Знаткий. Дикое Поле. Пробуждение

- -
- 100%
- +

© Дмитрий Варяжек, 2026
ISBN 978-5-0069-8923-8
Создано в интеллектуальной издательской системе Ridero
Глава 1. Грязь, полынь и персидские колыбельные
Вы, верно, думаете, что проснуться в новом теле, да еще и в другой эпохе — это зело весело? Насмотрелись, небось, движущихся картинок, где герой по мановению ока выхватывает сверкающий клинок, обряжается в шелка и начинает рубить супостатов направо и налево, попутно соблазняя первых красавиц.
Спешу вас разочаровать. Первое, что я осознал, когда пелена сошла с моих глаз, — это то, что я сижу голым задом в теплой, чавкающей навозной жиже посреди казачьего база. И мне четыре года от роду. На дворе, если переводить на ваше летоисчисление, стоял год тысяча пятьсот тридцать девятый. Хотя здесь, на Нижнем Дону, года считали иначе — от сотворения мира, да и то не шибко забивали этим головы. Куда важнее было знать, когда лед вскроется и когда татарин в набег пойдет.
Я поднял перед собой ладони. Крошечные, пухлые, перемазанные в глине. Попытался сказать что-то вроде: «Какого рожна тут происходит?», но из горла вырвалось лишь невнятное мычание. Голосовые связки четырехлетнего мальца не поспевали за разумом взрослого мужа. Взрослого мужа из… откуда? Память была странной, словно продырявленный кувшин. Я помнил концепции, слова, идеи из будущего, но не помнил своего прошлого имени. Зато я четко знал, что теперь меня кличут Фролом. Фролом Ермолаевым сыном.
— Фролка! А ну, пострел умытый, иди к матери, неча в грязи валяться! — раздался певучий, с заметным гортанным акцентом голос.
Я повернул тяжелую, посаженную на тонкую детскую шею голову. На пороге нашего куреня — сплетенного из хвороста и обмазанного глиной строения, крытого камышом — стояла женщина. О, это отдельная история. Донские казаки той поры жен себе добывали в походах, брали ясырь. Мой батя, Ермолай, человек крутого нрава и медвежьей силы, несколько лет назад сходил с ватагой за Хвалынское (Каспийское) море. И привез оттуда не только тяжелые персидские ковры да серебро, но и мать мою.

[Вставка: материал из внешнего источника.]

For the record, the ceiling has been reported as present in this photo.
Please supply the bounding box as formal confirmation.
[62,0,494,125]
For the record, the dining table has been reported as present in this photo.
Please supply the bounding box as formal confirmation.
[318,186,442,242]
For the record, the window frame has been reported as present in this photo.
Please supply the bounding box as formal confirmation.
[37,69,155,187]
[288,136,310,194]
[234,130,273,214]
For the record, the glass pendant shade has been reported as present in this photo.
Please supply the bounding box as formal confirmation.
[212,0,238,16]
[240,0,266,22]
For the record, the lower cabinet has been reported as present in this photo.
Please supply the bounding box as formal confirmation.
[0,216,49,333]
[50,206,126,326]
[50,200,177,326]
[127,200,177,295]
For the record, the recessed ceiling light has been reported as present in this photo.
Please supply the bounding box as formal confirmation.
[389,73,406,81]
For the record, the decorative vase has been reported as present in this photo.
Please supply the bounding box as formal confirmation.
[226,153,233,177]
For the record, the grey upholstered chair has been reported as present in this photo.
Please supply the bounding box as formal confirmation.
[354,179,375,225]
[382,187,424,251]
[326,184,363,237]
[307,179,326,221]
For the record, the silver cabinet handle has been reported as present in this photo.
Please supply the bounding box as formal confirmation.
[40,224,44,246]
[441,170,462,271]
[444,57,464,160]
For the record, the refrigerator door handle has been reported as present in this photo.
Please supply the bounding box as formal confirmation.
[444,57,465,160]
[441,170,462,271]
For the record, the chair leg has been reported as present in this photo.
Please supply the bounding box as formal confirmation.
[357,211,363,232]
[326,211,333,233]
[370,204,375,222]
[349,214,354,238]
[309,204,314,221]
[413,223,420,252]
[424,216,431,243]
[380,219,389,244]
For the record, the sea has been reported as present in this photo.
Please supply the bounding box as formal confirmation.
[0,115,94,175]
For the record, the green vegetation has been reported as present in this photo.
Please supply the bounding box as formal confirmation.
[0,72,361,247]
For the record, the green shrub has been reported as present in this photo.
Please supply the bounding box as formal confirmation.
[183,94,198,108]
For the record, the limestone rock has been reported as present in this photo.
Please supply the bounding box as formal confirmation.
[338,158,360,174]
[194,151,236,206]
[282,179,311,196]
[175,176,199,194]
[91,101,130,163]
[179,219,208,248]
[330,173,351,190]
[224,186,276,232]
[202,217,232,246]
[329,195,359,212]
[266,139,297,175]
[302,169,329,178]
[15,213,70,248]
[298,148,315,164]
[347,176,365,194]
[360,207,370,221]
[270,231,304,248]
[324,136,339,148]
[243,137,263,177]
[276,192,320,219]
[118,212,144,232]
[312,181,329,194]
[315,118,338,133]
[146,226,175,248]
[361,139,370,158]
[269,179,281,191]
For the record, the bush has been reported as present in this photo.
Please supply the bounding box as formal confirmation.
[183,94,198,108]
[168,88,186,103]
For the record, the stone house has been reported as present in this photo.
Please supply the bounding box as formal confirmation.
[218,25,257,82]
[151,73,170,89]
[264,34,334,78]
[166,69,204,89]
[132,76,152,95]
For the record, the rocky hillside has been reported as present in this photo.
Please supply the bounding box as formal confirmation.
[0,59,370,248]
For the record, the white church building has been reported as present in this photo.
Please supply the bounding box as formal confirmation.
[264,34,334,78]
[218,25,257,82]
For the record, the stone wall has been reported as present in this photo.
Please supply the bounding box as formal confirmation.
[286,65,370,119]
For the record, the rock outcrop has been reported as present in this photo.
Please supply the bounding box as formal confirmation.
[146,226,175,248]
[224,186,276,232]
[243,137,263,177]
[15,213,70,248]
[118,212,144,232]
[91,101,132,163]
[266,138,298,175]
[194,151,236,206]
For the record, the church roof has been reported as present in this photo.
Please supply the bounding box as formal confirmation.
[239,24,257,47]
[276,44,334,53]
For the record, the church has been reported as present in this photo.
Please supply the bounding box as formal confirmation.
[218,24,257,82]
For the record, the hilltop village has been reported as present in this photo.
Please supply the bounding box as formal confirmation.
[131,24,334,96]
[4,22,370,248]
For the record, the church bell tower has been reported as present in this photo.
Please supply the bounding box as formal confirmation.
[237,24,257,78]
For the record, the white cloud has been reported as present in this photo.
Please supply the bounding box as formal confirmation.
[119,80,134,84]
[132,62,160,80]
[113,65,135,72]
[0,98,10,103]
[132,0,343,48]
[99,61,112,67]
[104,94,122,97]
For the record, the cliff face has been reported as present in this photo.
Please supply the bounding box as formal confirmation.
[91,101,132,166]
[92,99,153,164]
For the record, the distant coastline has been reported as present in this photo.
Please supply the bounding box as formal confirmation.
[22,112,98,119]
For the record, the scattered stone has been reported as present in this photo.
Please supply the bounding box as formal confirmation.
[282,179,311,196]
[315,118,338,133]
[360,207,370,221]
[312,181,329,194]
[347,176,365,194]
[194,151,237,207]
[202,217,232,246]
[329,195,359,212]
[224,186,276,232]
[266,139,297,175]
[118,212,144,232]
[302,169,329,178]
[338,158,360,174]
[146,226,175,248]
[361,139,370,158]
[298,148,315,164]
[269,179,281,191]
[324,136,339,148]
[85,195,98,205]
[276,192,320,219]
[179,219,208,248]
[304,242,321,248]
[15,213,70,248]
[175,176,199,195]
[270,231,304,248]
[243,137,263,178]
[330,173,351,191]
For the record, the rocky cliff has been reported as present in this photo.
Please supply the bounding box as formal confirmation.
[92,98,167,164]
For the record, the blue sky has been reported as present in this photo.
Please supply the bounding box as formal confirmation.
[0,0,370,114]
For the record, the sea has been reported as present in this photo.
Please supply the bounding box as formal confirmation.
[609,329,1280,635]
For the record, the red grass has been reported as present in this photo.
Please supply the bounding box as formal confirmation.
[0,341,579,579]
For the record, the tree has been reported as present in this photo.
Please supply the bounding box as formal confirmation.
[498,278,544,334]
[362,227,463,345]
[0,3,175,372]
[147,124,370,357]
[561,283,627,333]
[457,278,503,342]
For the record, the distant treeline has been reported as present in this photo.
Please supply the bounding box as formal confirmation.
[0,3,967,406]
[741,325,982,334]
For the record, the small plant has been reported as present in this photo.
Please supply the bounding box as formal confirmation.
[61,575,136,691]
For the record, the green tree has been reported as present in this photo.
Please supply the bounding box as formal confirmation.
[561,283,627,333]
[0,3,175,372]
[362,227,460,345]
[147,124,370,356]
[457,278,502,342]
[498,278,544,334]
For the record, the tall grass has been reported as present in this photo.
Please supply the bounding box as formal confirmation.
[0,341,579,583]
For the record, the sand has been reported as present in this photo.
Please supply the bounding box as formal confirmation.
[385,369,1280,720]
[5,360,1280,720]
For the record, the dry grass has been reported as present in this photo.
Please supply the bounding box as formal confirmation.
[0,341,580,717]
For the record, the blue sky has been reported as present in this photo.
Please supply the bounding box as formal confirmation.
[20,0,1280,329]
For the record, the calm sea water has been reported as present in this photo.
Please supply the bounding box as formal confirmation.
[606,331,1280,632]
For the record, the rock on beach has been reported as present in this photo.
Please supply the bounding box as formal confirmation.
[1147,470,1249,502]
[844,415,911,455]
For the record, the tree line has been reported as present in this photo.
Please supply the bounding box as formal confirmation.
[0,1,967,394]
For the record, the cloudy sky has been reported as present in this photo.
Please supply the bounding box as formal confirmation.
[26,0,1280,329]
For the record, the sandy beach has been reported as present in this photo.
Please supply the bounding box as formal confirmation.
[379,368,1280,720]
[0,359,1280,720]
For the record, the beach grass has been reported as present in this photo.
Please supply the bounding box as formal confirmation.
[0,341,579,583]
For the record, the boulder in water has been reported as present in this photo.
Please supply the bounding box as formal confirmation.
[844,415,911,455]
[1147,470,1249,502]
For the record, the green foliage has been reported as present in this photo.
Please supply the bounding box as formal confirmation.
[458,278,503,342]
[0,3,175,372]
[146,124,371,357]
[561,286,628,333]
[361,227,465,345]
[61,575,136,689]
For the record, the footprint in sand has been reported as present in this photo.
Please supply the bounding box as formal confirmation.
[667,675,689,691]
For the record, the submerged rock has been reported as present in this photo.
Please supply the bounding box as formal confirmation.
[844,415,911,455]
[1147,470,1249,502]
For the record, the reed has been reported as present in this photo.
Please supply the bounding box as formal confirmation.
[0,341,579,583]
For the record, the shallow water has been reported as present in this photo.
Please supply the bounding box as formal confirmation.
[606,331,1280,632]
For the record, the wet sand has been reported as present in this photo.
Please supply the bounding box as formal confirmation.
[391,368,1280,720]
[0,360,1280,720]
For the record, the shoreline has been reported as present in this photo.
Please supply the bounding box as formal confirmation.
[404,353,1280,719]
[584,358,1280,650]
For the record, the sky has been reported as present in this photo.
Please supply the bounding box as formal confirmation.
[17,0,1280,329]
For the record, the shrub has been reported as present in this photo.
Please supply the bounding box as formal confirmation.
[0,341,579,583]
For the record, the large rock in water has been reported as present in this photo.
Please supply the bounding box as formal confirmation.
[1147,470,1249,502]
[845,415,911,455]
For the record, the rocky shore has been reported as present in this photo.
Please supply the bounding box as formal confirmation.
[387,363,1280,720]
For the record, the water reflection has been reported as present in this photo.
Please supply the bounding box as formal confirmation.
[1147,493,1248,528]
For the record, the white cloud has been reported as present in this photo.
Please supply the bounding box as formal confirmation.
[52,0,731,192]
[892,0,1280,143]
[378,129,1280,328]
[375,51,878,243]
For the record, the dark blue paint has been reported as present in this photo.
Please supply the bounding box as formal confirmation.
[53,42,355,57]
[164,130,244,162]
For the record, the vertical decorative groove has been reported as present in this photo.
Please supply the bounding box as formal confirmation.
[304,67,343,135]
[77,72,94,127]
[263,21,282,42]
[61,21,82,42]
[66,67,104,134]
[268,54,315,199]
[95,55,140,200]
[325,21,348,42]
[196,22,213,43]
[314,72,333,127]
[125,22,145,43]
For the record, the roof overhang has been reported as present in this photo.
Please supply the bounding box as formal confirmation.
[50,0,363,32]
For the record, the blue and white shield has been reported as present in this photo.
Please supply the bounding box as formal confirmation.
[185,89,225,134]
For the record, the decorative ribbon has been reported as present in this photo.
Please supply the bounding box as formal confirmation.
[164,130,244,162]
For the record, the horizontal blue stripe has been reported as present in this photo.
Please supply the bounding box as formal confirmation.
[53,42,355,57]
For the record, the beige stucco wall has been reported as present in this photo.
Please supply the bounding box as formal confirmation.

Звали ее Ширин. Здесь, конечно, окрестили по-своему — Дашей, Дарьей. Но персиянкой она от этого быть не перестала. Высокая, тонкая в кости, с волосами черными, как вороново крыло, и глазами цвета пережженной степной земли. Она носила казачий сарафан, но повязывала платок на свой, восточный манер, а в курене у нас пахло не только кислой капустой, но и терпкими пряностями, которые она чудом сохранила в резном ларце. Именно от нее мне досталась смуглая кожа и тяжелый, недетский взгляд из-под черных, как смоль, вежд.
Я закряхтел, оперся крошечными руками о землю и поднялся на ноги. Ветер с Дикого Поля ударил в лицо. Он нес запахи ковыля, сухой полыни и конского пота. И в этот самый миг случилось то, что навсегда отрезало меня от простых смертных.
Время вдруг словно загустело, как патока.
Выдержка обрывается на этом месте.